Friday, May 17, 2013

The habit is to fight myself.  I'd like to let that go now.  I'm the only one I'll ever be with for the entirety of my life.  Why do I need to fight me?  That can only lead to grudges down the line.


Friday, May 10, 2013

Seeping

So here I am, just beginning to feel drowsy again at 2:37 in the morning.  This afternoon I got home early from work and immediately passed out, staying asleep for a solid 5 hours.  During these hours I had profound dreams of beautiful release - grudges were allowed to be gone from my body.  I dreamed that a man I had felt belittled by and defensive towards confessed deeply painful experiences he was harboring, and I held him as he cried in my arms.  I dreamed that the moon was a glowing Goddess I called Khali and she spoke to me kindly.  I dreamed angrily that my mom was trying to intrude upon my space and in the midst of physically resisting her entry (both of us pushing on opposite sides of my bedroom door), realized what I was doing and let go.  I still put up arms as if to box with her, but I awoke before it came to blows.
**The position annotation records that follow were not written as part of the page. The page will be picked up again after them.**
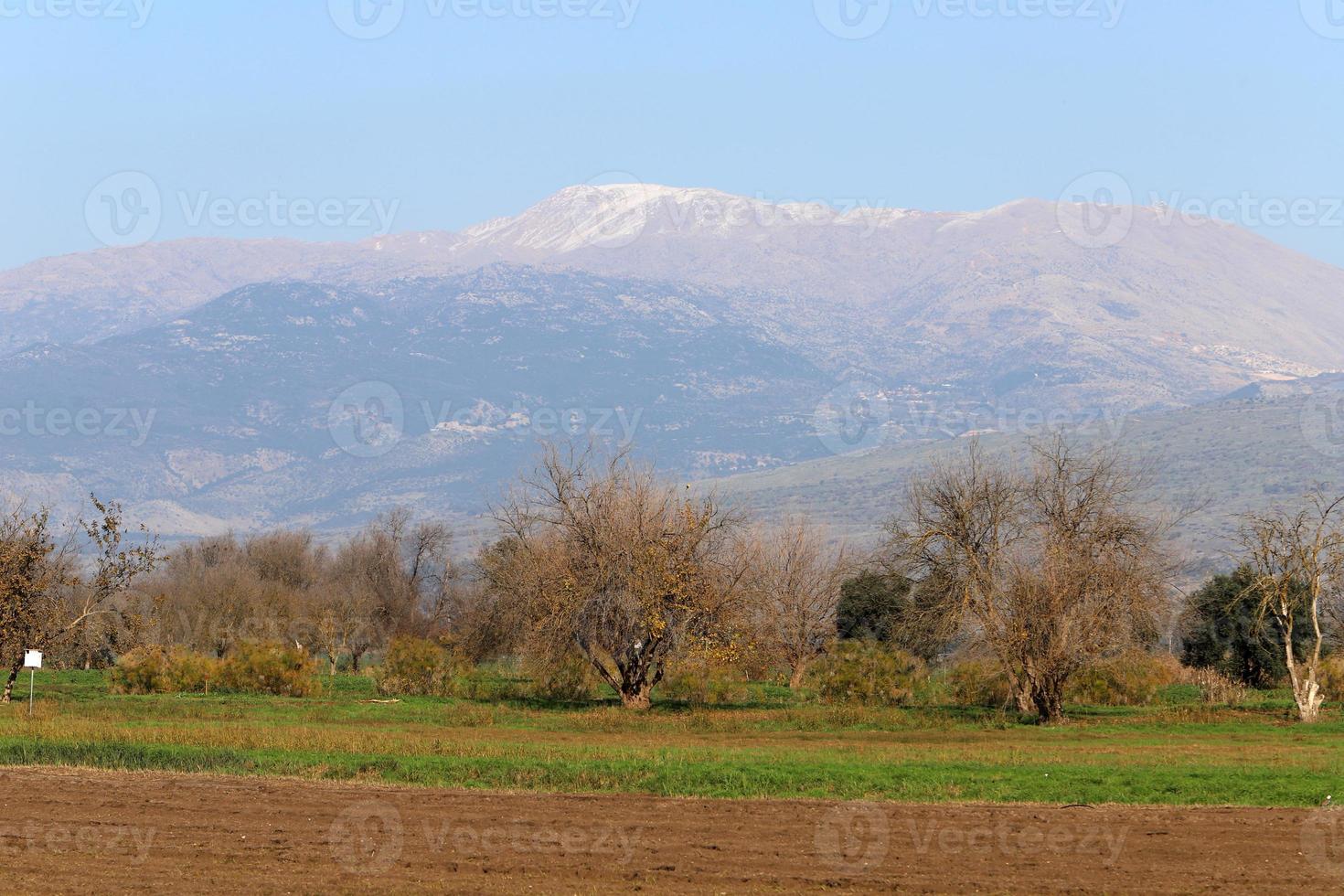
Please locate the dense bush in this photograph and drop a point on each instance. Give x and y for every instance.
(414, 667)
(1215, 688)
(1331, 676)
(867, 673)
(977, 683)
(1133, 678)
(269, 667)
(1227, 633)
(163, 670)
(703, 683)
(571, 680)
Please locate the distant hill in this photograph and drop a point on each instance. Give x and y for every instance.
(319, 383)
(1227, 457)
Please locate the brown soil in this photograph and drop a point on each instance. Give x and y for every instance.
(66, 830)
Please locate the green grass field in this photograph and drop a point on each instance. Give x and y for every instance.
(1179, 752)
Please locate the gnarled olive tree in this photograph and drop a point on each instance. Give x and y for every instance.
(1050, 569)
(600, 557)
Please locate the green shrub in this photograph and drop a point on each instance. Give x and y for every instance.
(269, 667)
(1133, 678)
(703, 683)
(978, 683)
(867, 673)
(414, 667)
(163, 670)
(1215, 688)
(1332, 677)
(571, 680)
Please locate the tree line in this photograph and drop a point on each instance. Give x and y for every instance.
(1046, 564)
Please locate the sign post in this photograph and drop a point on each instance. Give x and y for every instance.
(31, 661)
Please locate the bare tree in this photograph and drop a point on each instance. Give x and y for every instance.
(603, 558)
(45, 598)
(1297, 567)
(1050, 570)
(797, 586)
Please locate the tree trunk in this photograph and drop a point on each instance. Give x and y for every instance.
(1019, 689)
(800, 670)
(1307, 689)
(1049, 701)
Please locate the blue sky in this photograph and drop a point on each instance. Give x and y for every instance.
(468, 109)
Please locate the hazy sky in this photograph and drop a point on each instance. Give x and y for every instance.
(266, 117)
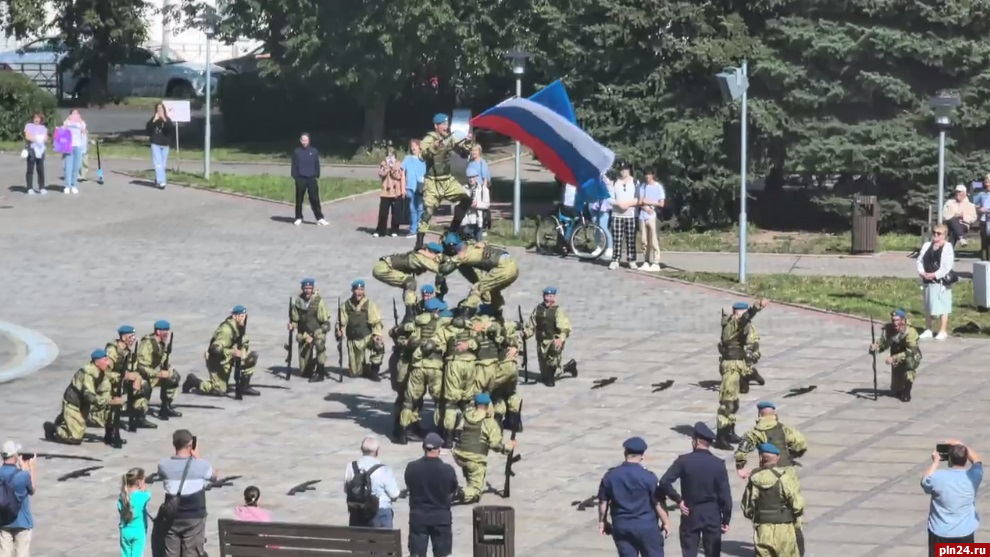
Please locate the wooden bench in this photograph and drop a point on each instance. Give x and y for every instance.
(282, 539)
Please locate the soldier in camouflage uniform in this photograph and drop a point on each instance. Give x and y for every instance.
(739, 350)
(85, 400)
(436, 149)
(551, 327)
(400, 270)
(905, 354)
(773, 501)
(151, 357)
(220, 356)
(475, 434)
(311, 319)
(360, 323)
(768, 429)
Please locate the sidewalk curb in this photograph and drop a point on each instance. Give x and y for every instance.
(41, 352)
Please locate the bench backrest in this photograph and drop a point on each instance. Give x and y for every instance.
(283, 539)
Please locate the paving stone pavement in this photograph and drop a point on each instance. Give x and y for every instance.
(74, 268)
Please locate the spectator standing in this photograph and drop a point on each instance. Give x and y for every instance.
(651, 200)
(184, 478)
(432, 484)
(623, 192)
(628, 493)
(934, 266)
(133, 509)
(952, 516)
(306, 173)
(72, 161)
(36, 137)
(19, 473)
(378, 483)
(161, 129)
(413, 176)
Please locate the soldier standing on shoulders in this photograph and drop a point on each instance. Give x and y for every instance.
(360, 323)
(475, 434)
(772, 500)
(768, 429)
(739, 349)
(311, 320)
(551, 327)
(905, 354)
(151, 357)
(229, 342)
(85, 399)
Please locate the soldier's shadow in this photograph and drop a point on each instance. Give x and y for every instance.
(364, 411)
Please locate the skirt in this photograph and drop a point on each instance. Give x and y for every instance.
(938, 299)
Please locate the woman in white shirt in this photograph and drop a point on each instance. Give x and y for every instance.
(935, 270)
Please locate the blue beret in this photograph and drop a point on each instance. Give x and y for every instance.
(482, 398)
(767, 448)
(635, 445)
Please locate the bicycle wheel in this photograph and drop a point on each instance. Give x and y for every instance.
(547, 234)
(588, 242)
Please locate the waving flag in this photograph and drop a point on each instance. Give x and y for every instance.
(563, 148)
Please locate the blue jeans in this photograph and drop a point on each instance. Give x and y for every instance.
(159, 158)
(71, 163)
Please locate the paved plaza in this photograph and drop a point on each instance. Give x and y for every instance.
(75, 267)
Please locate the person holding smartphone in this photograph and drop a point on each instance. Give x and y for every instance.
(952, 516)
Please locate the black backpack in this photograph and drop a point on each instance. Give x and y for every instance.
(360, 500)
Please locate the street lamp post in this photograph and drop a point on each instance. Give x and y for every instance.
(943, 104)
(518, 59)
(734, 83)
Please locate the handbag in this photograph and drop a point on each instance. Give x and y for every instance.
(170, 506)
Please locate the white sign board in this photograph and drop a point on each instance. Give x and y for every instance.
(178, 110)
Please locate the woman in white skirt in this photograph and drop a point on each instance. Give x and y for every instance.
(935, 269)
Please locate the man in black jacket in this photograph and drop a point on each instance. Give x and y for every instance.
(306, 173)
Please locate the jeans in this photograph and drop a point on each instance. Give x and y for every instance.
(159, 158)
(71, 163)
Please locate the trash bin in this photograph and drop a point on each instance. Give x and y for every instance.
(494, 531)
(866, 216)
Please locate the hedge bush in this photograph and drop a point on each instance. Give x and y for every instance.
(19, 100)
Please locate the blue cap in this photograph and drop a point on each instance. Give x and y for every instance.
(482, 398)
(769, 448)
(634, 445)
(702, 431)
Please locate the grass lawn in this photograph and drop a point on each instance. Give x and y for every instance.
(864, 296)
(265, 186)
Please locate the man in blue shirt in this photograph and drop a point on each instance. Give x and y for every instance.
(628, 493)
(15, 537)
(952, 516)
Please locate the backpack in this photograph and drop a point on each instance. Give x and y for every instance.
(360, 500)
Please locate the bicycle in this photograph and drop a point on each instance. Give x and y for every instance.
(560, 234)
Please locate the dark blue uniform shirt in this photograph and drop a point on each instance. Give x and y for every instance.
(705, 485)
(630, 490)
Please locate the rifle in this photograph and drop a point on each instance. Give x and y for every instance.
(288, 348)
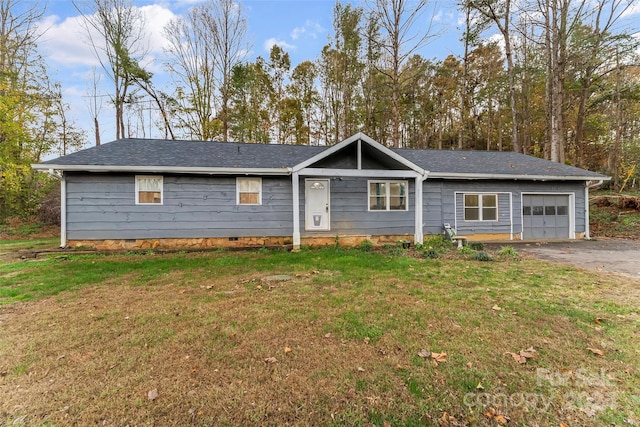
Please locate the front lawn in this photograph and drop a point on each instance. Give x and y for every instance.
(351, 337)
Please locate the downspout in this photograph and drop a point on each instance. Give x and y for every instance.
(587, 186)
(63, 206)
(295, 190)
(418, 236)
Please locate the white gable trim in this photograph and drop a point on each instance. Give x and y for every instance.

Now I'm sitting in my living room, listening to my downstairs neighbors have raucous sex and feeling the house shake with their orgasm.  It sounds like great fun they're having.  I hope sex can be that fun for me someday.  The thought of it sends erotic pulsations through my body, so I know that something wants to wake up.  All in good time, I suppose.  Nothing good is ever done in haste.

The guidance I am getting is that I just need to relax and let God inhabit my body.  I suppose that by distinguishing myself from God is the very thing that keeps that inhabitation from occurring immediately.  I'll let You in when I'm good and ready, ok?

I know that things are happening under the surface.  Shifting, moving things.  Emotions are flowing and I am more sensitive than ever.  Any little bit of resistance on my part is noticed quickly and I am becoming so appreciative of my emotions as guidance signals.  I very easily turned down a job offer that seemed in theory to be a good move, but which didn't feel very good to me at all, even before the interview was conducted.  When I trust these feelings and follow their guidance, they become ever clearer to me and I find them to be more and more helpful.  I am getting more into the flow.

The deeper I go into my body, the more I find myself able to relax.  It's a truly wonderful sensation.  I'm so thankful for this knowing that is finally seeping into me.

Love,
Phoenix

Tuesday, May 7, 2013

From whom all blessings flow

So much emotion is swimming through me these days.  Right now in particular, I'm finding it difficult to solidify the feelings into words and cohesion.

For so long I have clung to an archaic idea of passion and "love."  However, in contrast to the blissful calm and serenity I had been experiencing lately, this "passion" feels horrible.  I feel like I'm being tossed about on the waves of internal dialogue, telling so-and-so all the things I'll never be able to say to him out loud.  Imagining all the ways in which we could interact romantically, and then trying so hard to hold it all back, knowing that he doesn't want the same from me.  What a chaotic vibration!

I'm becoming ready to let it all smooth out again.  How wonderful it is to become so clear that when something old and out-of-whack arises, it is very obvious and easy to feel, and quick to resolve.

Everything is going right for me, and I do have the power to weather this storm.  It will pass, and I can feel it ebbing already.  I am cared for and Loved beyond any human capacity to imagine, and every chance I get I want to let in a little bit more of that.

God, thank you for this knowing.  Thank you for this day of ease and prayers answered.  The burger was delicious!